Although PBA was less effective during the late phase of carrageenan edema (hr 3), we suspected that the reason for this short duration of action was the pharmacokinetics of the drug and not due to its selectivity for mediators associated only with this early phase, especially because we could not demonstrate any inhibitory effects of PBA on serotonin and bradykinin activity. Therefore, we administered PBA 2 hr after the induction of the inflammation to determine if it had the ability to inhibit the late phase of carrageenan edema. As seen in figure 5, PBA not only prevented the increase in paw edema observed in the controls during this time period but also caused a reversal of hind paw swelling. These results support the conclusion that the reduced effectiveness of PBA observed at 3 hr postadministration of carrageenan was due to the kinetics of the drug and not because it lacked the ability to inhibit the late phase of the edema.

Because PBA was found to have a short duration of action, experiments were conducted to evaluate its antiinflammatory activity following continuous administration over a 7-day period using osmotic pumps. In these studies, we also determined the effects of PBA on serum PAM activity and hind paw tissue levels of SP during the inflammatory response. The results of these experiments (fig. 6) clearly show the ability of PBA to inhibit carrageenan edema in animals dosed continuously for 7 days with the drug. More importantly, this inhibitory effect of PBA on carrageenan edema (fig. 6a) correlated with its ability to inhibit serum PAM activity (fig. 6b) and reduce levels of SP (fig. 6c) in hind paw tissue of animals during this acute inflammatory response.
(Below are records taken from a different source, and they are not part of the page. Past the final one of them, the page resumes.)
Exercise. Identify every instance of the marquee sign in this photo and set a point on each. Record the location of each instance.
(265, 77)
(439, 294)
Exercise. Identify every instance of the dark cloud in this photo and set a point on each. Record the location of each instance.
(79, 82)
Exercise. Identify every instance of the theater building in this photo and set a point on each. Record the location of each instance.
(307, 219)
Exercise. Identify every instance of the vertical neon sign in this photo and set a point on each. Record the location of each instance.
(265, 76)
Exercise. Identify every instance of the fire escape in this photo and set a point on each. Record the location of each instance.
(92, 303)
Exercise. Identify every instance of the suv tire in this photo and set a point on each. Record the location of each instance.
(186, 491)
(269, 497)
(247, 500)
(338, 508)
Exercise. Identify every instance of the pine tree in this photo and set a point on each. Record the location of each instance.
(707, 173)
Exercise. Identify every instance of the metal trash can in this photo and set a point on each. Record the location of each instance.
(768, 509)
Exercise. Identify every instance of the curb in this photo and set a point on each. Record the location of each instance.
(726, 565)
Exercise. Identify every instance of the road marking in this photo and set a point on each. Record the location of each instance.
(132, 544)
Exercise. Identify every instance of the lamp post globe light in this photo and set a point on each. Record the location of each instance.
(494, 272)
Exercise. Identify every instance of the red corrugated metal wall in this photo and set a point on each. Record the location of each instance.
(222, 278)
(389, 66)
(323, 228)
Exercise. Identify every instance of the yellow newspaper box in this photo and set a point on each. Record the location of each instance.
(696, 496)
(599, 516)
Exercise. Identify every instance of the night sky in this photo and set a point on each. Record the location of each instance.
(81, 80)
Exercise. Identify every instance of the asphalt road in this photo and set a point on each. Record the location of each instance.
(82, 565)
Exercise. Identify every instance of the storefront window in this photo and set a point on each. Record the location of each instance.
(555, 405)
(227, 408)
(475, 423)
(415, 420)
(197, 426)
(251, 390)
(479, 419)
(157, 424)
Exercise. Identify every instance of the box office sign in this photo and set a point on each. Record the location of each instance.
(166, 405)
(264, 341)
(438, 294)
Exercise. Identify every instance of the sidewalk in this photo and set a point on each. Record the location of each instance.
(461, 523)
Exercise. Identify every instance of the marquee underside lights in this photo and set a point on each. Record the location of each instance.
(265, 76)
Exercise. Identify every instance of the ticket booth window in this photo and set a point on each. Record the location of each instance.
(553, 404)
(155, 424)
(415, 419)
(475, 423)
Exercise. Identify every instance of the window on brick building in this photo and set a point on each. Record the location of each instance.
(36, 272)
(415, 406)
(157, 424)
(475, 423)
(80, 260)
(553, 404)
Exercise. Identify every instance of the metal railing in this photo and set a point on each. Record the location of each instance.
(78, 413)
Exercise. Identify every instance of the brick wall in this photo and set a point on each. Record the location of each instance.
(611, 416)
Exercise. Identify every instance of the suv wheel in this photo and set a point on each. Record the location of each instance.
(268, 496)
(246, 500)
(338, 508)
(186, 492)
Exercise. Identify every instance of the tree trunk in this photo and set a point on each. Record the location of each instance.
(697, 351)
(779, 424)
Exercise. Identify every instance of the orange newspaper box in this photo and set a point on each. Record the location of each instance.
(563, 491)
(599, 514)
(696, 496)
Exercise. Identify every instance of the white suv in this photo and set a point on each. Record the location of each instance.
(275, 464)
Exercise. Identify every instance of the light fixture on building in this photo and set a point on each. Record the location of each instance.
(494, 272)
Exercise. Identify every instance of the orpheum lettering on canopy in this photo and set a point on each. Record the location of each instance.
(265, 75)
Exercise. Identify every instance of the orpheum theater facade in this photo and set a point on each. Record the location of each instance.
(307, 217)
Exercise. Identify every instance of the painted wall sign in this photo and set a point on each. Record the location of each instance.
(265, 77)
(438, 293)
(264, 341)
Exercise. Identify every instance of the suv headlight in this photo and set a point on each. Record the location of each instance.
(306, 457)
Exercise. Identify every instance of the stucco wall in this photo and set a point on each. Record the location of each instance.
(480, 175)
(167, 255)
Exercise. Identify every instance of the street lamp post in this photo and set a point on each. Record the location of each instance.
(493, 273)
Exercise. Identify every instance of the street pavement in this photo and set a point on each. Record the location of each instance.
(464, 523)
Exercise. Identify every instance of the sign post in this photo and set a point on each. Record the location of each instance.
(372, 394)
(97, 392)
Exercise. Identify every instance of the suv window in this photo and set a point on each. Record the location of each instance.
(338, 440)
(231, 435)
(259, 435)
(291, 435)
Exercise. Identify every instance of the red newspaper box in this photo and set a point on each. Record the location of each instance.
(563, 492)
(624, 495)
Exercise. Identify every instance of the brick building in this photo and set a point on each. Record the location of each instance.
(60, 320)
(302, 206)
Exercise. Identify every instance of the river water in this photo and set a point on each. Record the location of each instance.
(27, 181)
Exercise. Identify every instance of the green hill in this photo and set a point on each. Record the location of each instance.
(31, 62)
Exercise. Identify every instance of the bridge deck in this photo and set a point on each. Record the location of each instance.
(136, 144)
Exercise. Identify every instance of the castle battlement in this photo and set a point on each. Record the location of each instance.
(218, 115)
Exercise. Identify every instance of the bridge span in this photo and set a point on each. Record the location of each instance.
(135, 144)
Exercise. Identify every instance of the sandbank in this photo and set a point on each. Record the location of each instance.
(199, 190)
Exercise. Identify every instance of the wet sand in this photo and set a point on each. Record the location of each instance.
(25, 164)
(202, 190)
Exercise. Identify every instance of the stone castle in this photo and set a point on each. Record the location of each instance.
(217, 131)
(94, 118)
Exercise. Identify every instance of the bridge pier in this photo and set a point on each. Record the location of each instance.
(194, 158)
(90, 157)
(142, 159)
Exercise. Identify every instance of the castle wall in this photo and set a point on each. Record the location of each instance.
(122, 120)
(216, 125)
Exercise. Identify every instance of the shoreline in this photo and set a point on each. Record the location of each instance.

Taken together, these results strongly support our premise that the in vivo administration of an inhibitor of -amidation can interfere with the endogenous synthesis of inflammatory neuropeptides such as SP resulting in a significant lowering of levels of these peptides in inflamed joints and an antiinflammatory effect.

The analgesic effects produced by PBA are more difficult to explain based on a mechanism of inhibition of PAM activity. We have clearly shown that PBA was very effective in inhibiting pain associated with the injection of either phenyl-p-quinone or acetylcholine in mice (figs. 7 and 8). This analgesic effect was observed within 15 min or less after its administration to these animals. The effectiveness of PBA as an analgesic agent appears to be greater than its antiinflammatory activity as demonstrated by its ED₅₀ in both analgesic assays being approximately 100 mg/kg. The site of action for this analgesic effect seems to be the periphery since PBA was ineffective in preventing the spinally mediated tail immersion assay in rats (data not shown). At least three classes of mediators are known to be involved in producing peripheral pain: neuropeptides such as SP and CGRP (Gamse, 1982; Smith et al., 1994), bradykinin (Dray and Perkins, 1993) and prostaglandins (Doherty et al., 1987). It is noteworthy that prostaglandins increase very rapidly (within 10 min) after the administration of the algesic agent, potentiate the effects of other mediators of pain and are believed to be the major site of action of nonsteroidal antiinflammatory agents capable of inhibiting pain (Cronstein and Weissmann, 1995). In view of the rapid appearance of the analgesic effects produced by PBA as well as its greater potency as an analgesic agent compared to its antiinflammatory activity, it does not appear that the mechanism of action of PBA in these models of pain is related to its ability to inhibit peptide amidation. Because we have established that PBA does not interfere with the activity of bradykinin, it is more likely that PBA is producing its analgesic effects by inhibiting the synthesis of prostaglandins. In this regard, studies are in progress to determine if PBA is capable of inhibiting cyclooxygenase activity and the subsequent release of prostaglandins in addition to its effects on PAM.